VIP is a meaningless sales perk. Do you need more proof than the fact that a resort can pick & chose if they even honor it?


----------



## chapjim (Nov 11, 2011)

timeos2 said:


> VIP is a meaningless sales perk. Do you need more proof than the fact that a resort can pick & chose if they even honor it?



VIP may not be worth much to you but that is a subjective valuation.  Forget the newspaper and early check-in -- those are trivial annoyances but nothing more.

I don't have to count housekeeping points or transactions or pay for guest confirmations, hardly meaningless perks but not the best part.

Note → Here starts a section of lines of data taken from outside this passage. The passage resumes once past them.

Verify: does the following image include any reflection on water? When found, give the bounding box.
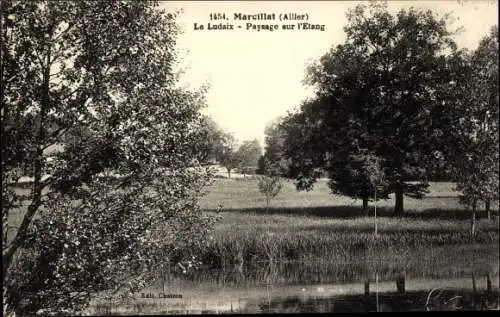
[90,260,499,315]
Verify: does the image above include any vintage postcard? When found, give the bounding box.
[0,0,500,317]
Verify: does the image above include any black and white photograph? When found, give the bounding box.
[0,0,500,317]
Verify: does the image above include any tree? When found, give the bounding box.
[236,139,262,174]
[217,133,240,178]
[1,1,217,316]
[264,117,288,175]
[328,151,389,212]
[453,27,499,230]
[282,2,462,215]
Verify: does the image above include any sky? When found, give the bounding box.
[160,0,498,146]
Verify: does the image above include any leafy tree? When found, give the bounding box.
[328,151,389,212]
[282,3,462,215]
[236,139,262,174]
[454,27,499,230]
[264,117,288,175]
[1,0,217,316]
[217,133,240,178]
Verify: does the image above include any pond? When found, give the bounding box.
[89,261,499,315]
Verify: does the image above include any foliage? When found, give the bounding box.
[1,1,217,315]
[285,3,463,215]
[454,27,499,225]
[260,117,288,175]
[328,151,389,211]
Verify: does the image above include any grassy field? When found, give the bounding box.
[10,179,499,272]
[197,179,498,269]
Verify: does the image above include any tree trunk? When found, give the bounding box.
[470,201,477,239]
[394,183,404,217]
[484,199,491,220]
[472,272,477,310]
[363,194,368,214]
[2,50,50,278]
[396,275,405,294]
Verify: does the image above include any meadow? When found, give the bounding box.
[200,179,499,276]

I rented or used thirty-one Wyndham reservations in 2011.  All but one got a 50% discount.  That means my 3 million points was worth almost 6 million.  That's not meaningless!


----------



## rrlongwell (Nov 11, 2011)

chapjim said:


> ...I rented or used thirty-one Wyndham reservations in 2011.  All but one got a 50% discount.  That means my 3 million points was worth almost 6 million.  That's not meaningless!



I went over 1 year all on the VIP discount.  Am still going strong.  This fall got a little tricky for what I wanted but I did get them.  Granted I am under one of the exections referenced in the subject post.  Is it worth new purchases?  I do not know.  I guess it depends on the market and inflation does over the years.  P.S. do not forget the newspaper, it is a classy touch.


----------



## ronparise (Nov 11, 2011)

chapjim said:


> VIP may not be worth much to you but that is a subjective valuation.  Forget the newspaper and early check-in -- those are trivial annoyances but nothing more.
> 
> I don't have to count housekeeping points or transactions or pay for guest confirmations, hardly meaningless perks but not the best part.
> 
> I rented or used thirty-one Wyndham reservations in 2011.  All but one got a 50% discount.  That means my 3 million points was worth almost 6 million.  That's not meaningless!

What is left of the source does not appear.